One other invoice from Boren, SB 1474, would create a charge on oilfield wastewater to pay for groundwater testing, land restoration and effectively cleanup. The proposed charge of $0.01 per barrel of wastewater produced within the state would generate thousands and thousands of {dollars} every year, based mostly on estimates of the quantity of wastewater produced in Oklahoma yearly. This might add as much as a whole lot of 1000’s of {dollars} a 12 months for a big oil firm. Oil and gasoline corporations might earn deductions on this charge by investing in know-how to recycle the wastewater.
Sen. Grant Inexperienced, the Republican chair of the Vitality Committee, declined to touch upon Boren’s proposed payments. The Oklahoma Vitality Producers Alliance, which represents smaller oil and gasoline corporations, declined to touch upon the draft payments. The Oklahoma Petroleum Alliance didn’t reply to a request for remark.
Boren’s payments, together with SB 1472, additionally purpose to guard property homeowners who’ve oil and gasoline operations on their land. In Oklahoma, landowners might not essentially personal the oil and gasoline that lies beneath their tract of land. Boren’s proposed laws would convey larger transparency by requiring corporations to alert landowners earlier than wells on their property are offered.

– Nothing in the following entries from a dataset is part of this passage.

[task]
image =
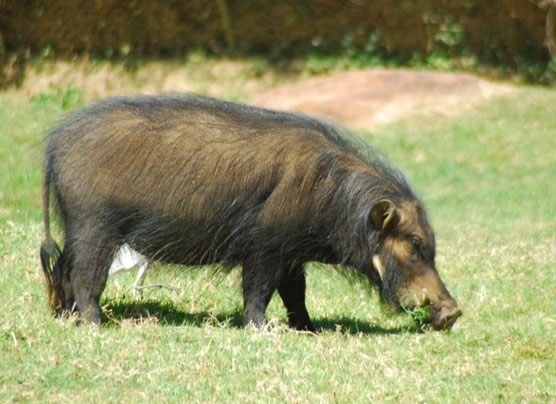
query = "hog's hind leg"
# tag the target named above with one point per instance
(292, 292)
(92, 254)
(259, 281)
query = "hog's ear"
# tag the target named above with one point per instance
(382, 214)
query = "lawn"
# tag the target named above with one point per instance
(487, 176)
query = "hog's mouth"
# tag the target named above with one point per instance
(440, 319)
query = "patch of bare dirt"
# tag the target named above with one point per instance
(368, 99)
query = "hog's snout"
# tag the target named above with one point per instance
(445, 318)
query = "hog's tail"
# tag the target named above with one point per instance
(51, 254)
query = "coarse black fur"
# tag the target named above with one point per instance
(194, 181)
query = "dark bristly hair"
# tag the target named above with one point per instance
(118, 162)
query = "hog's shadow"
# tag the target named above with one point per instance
(167, 314)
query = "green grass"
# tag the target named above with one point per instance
(488, 179)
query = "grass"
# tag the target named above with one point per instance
(487, 178)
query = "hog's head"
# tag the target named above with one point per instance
(403, 261)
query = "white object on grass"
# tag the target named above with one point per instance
(126, 259)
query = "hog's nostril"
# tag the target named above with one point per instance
(447, 317)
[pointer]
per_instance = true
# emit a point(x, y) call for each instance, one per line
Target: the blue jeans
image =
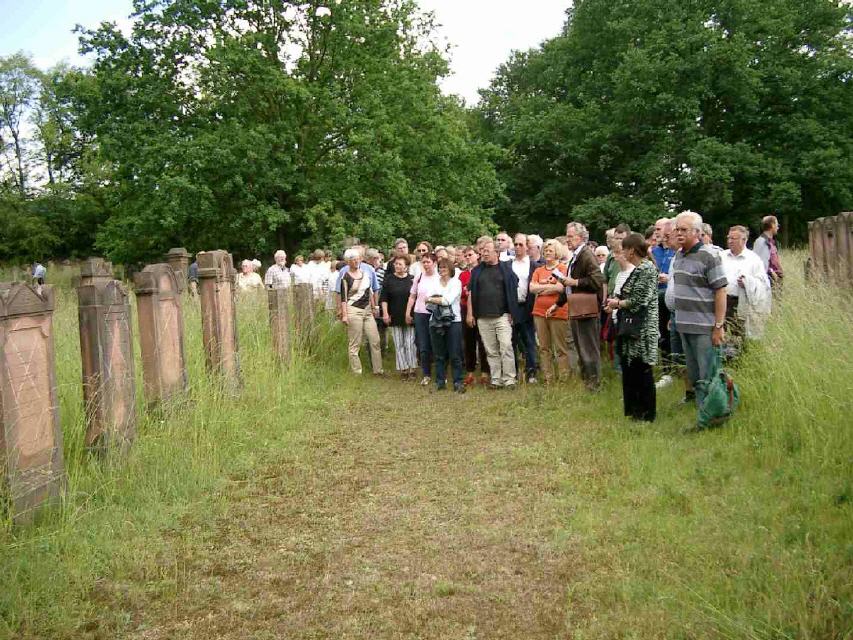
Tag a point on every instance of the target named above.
point(524, 340)
point(422, 341)
point(696, 347)
point(447, 346)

That is necessary as a result of outdated wells with declining manufacturing are sometimes offered to more and more undercapitalized corporations that lack the means to pay for cleanup. When these corporations go bankrupt, cleanup prices usually fall on taxpayers, whereas landowners should endure the presence of those wells — and the air pollution threat they pose — on their properties. Unplugged wells deserted by the business can leak poisonous chemical compounds into native groundwater, whereas spewing large volumes of methane, a potent greenhouse gasoline.

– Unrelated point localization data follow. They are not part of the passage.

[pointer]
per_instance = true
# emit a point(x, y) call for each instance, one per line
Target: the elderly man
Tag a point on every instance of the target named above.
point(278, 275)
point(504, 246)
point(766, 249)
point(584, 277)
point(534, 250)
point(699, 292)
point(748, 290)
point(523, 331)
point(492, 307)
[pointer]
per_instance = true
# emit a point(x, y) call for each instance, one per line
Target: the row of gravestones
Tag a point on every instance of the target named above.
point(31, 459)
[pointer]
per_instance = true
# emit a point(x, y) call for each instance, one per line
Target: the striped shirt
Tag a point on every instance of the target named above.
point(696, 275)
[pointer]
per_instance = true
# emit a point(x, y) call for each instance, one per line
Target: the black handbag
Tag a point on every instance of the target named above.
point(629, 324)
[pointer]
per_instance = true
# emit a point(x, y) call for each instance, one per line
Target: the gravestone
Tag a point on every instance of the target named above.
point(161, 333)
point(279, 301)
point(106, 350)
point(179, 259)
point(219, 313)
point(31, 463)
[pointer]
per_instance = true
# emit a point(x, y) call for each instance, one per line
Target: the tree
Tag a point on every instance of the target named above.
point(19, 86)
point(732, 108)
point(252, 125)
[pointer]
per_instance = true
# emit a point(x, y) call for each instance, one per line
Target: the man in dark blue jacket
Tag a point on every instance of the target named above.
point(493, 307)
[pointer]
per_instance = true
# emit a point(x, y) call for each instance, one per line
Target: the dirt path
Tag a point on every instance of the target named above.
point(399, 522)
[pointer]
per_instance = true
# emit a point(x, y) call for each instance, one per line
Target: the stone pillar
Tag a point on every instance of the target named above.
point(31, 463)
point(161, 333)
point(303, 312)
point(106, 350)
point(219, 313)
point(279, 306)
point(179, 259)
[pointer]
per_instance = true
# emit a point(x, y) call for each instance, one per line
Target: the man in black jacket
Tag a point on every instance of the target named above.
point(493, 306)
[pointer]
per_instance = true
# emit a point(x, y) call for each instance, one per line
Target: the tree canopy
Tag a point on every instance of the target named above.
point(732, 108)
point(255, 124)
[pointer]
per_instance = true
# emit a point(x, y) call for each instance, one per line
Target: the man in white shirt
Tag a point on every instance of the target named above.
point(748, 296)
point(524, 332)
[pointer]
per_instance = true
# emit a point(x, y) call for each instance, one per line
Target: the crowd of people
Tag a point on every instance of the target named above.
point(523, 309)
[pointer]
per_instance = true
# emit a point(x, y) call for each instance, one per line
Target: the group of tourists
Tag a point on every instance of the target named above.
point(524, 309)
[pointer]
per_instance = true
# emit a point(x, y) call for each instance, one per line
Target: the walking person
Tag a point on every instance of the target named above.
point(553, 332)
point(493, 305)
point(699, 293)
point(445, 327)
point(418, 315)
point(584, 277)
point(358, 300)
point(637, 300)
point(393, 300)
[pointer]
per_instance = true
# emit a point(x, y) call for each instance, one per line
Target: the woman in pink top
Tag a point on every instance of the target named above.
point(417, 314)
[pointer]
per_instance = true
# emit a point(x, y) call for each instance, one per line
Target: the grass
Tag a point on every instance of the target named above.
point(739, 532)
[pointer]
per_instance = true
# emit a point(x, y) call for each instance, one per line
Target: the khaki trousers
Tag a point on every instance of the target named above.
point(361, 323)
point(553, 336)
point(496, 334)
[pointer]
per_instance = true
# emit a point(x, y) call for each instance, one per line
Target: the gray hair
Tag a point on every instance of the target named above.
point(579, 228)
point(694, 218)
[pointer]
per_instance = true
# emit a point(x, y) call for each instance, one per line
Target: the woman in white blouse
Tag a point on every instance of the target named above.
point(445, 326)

Boren mentioned that proper now landowners usually study that the wells on their land have modified arms when “a brand new brand seems on the gate.”
Two of Boren’s payments handle the monetary potential of oil and gasoline corporations to plug and clear up wells concerned in a sale. One in all them, SB 1419, would empower landowners to problem pending gross sales when corporations promoting or shopping for the wells seem to lack the means to plug them when they’re not worthwhile.

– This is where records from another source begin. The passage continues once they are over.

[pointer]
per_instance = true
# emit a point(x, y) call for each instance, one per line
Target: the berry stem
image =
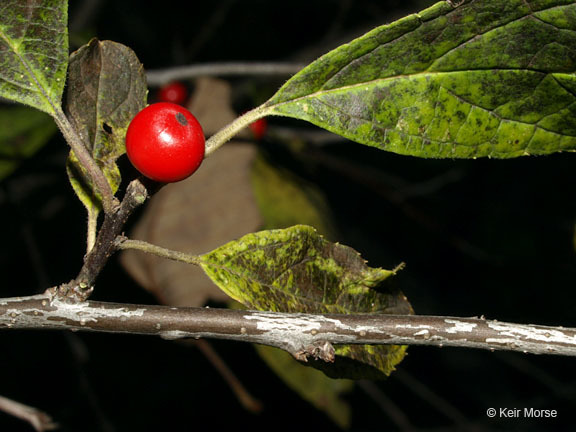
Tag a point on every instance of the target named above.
point(225, 134)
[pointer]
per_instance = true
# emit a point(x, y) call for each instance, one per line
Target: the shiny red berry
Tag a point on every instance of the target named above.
point(174, 92)
point(258, 128)
point(165, 142)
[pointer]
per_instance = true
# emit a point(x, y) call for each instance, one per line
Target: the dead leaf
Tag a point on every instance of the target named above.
point(199, 214)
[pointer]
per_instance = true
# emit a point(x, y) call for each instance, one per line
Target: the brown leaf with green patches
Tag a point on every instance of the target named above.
point(23, 131)
point(107, 88)
point(297, 270)
point(285, 199)
point(312, 385)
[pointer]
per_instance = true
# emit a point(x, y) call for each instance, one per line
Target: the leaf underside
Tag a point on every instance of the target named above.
point(297, 270)
point(107, 88)
point(487, 78)
point(34, 52)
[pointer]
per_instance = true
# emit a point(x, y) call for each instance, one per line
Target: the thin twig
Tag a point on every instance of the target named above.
point(80, 288)
point(125, 243)
point(109, 202)
point(159, 77)
point(302, 335)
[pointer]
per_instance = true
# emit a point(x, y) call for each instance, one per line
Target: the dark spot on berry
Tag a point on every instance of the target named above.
point(181, 119)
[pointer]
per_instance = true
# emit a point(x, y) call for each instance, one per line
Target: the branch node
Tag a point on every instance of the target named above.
point(71, 292)
point(320, 349)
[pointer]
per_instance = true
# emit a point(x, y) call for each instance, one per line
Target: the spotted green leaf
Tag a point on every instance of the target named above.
point(484, 78)
point(106, 90)
point(34, 52)
point(297, 270)
point(285, 199)
point(326, 394)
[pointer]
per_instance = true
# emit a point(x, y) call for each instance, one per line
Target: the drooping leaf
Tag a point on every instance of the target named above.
point(312, 385)
point(297, 270)
point(23, 131)
point(107, 88)
point(486, 78)
point(34, 52)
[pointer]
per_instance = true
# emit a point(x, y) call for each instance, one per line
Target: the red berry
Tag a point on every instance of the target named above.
point(259, 128)
point(174, 92)
point(165, 142)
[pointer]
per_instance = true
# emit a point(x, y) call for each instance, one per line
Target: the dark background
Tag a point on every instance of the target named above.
point(484, 237)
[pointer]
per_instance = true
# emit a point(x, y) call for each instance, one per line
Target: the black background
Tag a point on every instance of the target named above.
point(483, 237)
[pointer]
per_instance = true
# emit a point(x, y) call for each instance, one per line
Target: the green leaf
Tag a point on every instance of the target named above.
point(313, 386)
point(34, 52)
point(297, 270)
point(23, 131)
point(107, 88)
point(487, 78)
point(285, 199)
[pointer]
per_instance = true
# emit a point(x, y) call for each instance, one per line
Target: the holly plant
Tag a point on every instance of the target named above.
point(469, 79)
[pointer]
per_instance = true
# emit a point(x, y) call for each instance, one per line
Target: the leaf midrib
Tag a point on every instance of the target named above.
point(30, 71)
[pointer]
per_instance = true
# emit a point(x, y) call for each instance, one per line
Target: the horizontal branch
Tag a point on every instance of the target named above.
point(159, 77)
point(300, 334)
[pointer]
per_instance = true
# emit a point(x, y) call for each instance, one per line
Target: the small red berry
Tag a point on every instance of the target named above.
point(259, 128)
point(165, 142)
point(174, 92)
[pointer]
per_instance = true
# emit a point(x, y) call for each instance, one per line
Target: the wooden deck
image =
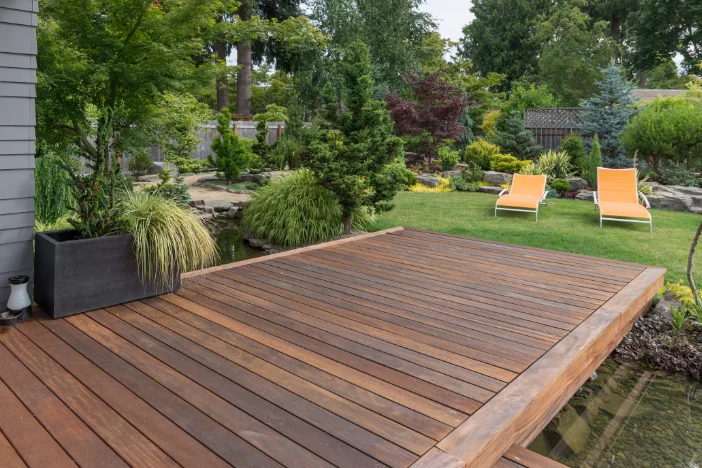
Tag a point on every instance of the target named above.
point(404, 348)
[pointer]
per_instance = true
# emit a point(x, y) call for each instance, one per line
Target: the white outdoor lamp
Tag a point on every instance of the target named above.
point(19, 304)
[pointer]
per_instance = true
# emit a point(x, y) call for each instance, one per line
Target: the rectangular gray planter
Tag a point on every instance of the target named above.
point(73, 275)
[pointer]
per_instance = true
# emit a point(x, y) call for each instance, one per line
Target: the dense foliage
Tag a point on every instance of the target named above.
point(575, 47)
point(232, 154)
point(594, 161)
point(168, 240)
point(501, 37)
point(352, 147)
point(574, 147)
point(294, 210)
point(432, 115)
point(513, 138)
point(139, 165)
point(667, 130)
point(480, 152)
point(53, 197)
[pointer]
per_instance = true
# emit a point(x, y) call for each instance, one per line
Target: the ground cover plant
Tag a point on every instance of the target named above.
point(565, 225)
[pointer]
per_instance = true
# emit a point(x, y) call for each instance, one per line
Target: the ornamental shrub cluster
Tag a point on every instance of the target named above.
point(479, 152)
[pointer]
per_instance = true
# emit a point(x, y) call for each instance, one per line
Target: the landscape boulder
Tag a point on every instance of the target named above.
point(430, 180)
point(232, 213)
point(158, 167)
point(219, 206)
point(497, 178)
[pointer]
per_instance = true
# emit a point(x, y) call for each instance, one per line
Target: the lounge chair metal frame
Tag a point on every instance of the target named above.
point(626, 220)
point(522, 210)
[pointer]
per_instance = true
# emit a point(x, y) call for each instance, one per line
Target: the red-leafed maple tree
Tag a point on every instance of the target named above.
point(432, 115)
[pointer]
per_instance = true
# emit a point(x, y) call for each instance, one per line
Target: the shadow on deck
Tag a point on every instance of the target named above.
point(402, 348)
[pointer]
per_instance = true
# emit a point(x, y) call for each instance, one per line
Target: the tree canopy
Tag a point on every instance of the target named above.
point(501, 38)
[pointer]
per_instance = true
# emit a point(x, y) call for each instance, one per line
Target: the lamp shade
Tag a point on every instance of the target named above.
point(19, 299)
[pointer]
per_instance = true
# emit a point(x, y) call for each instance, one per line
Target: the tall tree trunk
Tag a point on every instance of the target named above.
point(691, 262)
point(244, 60)
point(615, 30)
point(348, 222)
point(222, 81)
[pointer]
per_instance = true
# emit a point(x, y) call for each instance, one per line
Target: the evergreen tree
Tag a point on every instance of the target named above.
point(232, 154)
point(514, 139)
point(351, 149)
point(608, 113)
point(594, 161)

The opposite invoice, SB 1418, would require state regulators to determine a course of to research a purchaser’s monetary capability to fulfill plugging and cleanup necessities earlier than a sale is finalized. The laws would name on regulators to dam gross sales when the vendor is “bancrupt, financially distressed, or topic to foreclosures.” Final 12 months, Oklahoma lawmakers handed a invoice — sponsored by Boren and Inexperienced — to extend the sum of money corporations should put aside to make sure that wells are correctly cleaned up.
“If you don’t have regulation that may implement greatest practices,” Boren mentioned, “you’ve gotten dangerous actors trying to make a fast buck and depart the landowner holding the bag.”
Poisonous wastewater from oil fields retains pouring out of the bottom in Oklahoma. For years, residents have filed complaints and struggled to search out options. We want your assist to know the complete scale of the issue.